Target Hospitality posted a net loss of $6.5 million, or $0.07 per share, for Q1 2025, compared to net income of $20.4 million, or $0.20 per share, in the same period last year. The Q1 loss of $0.07 per share was wider than analysts’ estimates of a $0.01 per share loss.
Revenue fell 34.5% YoY to $69.9 million, slightly below the consensus estimate of $70 million. The company attributed the decline primarily to the termination of contracts in its government segment, including the Pecos Children’s Center Contract and South Texas Family Residential Center Contract.
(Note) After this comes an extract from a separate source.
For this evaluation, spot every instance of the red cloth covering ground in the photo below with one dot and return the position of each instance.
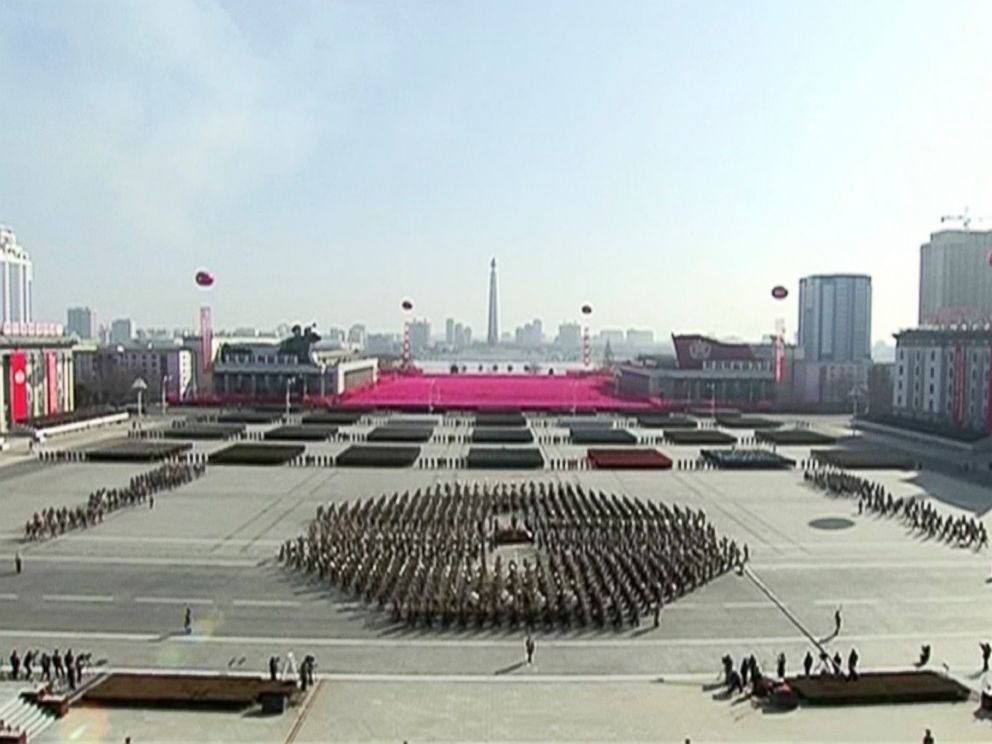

Despite the Q1 shortfall, Target Hospitality reaffirmed its full-year 2025 outlook, projecting revenue between $265 million and $285 million. This guidance range encompasses the analyst consensus of $273 million.
"We delivered a strong first quarter marked by sound business fundamentals and continued momentum executing on recent contract wins," said Brad Archer, President and CEO of Target Hospitality.
The company highlighted progress on new contracts, including a multi-year $140 million Workforce Hub Contract and a 5-year $246 million contract to reactivate assets in Dilley, Texas supporting U.S. government initiatives.
Target Hospitality’s stock edged up 0.7% following the earnings release, suggesting investors were largely neutral on the mixed results and maintained outlook.